Introduction to the Waltz

The introduction of the Waltz was the scandal of 19th century English society. Never before had a man and woman danced publicly in a virtual embrace. Fortunately the grace and beauty of the Waltz were noticed, and English society, so quick to denounce the dance, eventually “embraced” it. In fact, Queen Victoria was an exquisite ballroom dancer who developed a passion for the Waltz. Johann Strauss can be credited with the persistence of the Waltz in mainstream ballroom dancing with his fast paced Waltz compositions that paved the way for the quicker Viennese style. In America the Waltz tempo slowed to form a more smooth and graceful gliding dance with a gentle “rise and fall” motion. Today the Waltz persists as the oldest of ballroom dances and perhaps the best loved.

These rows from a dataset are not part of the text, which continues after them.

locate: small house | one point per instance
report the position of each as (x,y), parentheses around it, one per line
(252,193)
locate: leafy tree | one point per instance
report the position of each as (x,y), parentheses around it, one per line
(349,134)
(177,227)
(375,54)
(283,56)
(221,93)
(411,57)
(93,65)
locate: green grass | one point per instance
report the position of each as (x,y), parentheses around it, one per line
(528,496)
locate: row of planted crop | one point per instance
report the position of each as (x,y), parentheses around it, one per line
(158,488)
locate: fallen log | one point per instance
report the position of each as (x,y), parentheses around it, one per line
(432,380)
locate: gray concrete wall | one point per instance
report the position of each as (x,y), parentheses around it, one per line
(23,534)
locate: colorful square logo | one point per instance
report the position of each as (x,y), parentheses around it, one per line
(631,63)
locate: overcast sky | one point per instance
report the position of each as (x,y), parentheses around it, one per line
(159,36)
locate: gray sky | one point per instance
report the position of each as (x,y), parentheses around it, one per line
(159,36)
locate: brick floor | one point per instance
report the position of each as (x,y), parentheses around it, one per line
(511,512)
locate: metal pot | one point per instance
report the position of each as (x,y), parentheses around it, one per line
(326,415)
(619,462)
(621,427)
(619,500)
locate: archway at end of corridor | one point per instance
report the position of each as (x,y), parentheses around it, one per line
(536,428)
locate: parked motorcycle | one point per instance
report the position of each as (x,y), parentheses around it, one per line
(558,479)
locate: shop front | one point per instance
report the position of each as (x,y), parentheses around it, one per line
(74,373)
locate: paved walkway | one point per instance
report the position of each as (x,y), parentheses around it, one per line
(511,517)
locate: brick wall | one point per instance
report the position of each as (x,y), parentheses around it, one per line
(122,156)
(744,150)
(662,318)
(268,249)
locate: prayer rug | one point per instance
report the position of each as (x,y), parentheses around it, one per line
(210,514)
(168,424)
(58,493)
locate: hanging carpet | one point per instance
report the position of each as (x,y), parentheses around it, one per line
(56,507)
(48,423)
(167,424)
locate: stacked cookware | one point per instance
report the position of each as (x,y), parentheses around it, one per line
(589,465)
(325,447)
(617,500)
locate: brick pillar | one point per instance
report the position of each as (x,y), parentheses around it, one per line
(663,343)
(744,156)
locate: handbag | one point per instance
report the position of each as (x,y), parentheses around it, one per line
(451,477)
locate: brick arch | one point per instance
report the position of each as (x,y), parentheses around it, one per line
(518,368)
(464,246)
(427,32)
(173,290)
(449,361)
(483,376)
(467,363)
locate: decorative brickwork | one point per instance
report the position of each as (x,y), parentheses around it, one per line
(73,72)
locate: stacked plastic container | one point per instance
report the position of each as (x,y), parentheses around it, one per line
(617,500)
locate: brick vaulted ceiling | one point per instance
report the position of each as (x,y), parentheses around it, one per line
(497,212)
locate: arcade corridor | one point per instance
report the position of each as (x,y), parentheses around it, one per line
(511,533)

(Click here to look up a word in our glossary.)

Music

The Waltz is unique in that it is the only ballroom dance written in 3/4 time. There are three beats to each measure, counted as “1-2-3” or “quick-quick-quick.” Typically, there are three steps of equal duration per measure, with the Hesitation being the exception. The lead foot alternates with each measure (ie, Left-2-3-Right-2-3). Because of this, Waltz combinations are usually written in a series of six steps. For example, the man will begin the first pattern as LRL (left-right-left) and the second as RLR (right-left-right), for a total of six steps.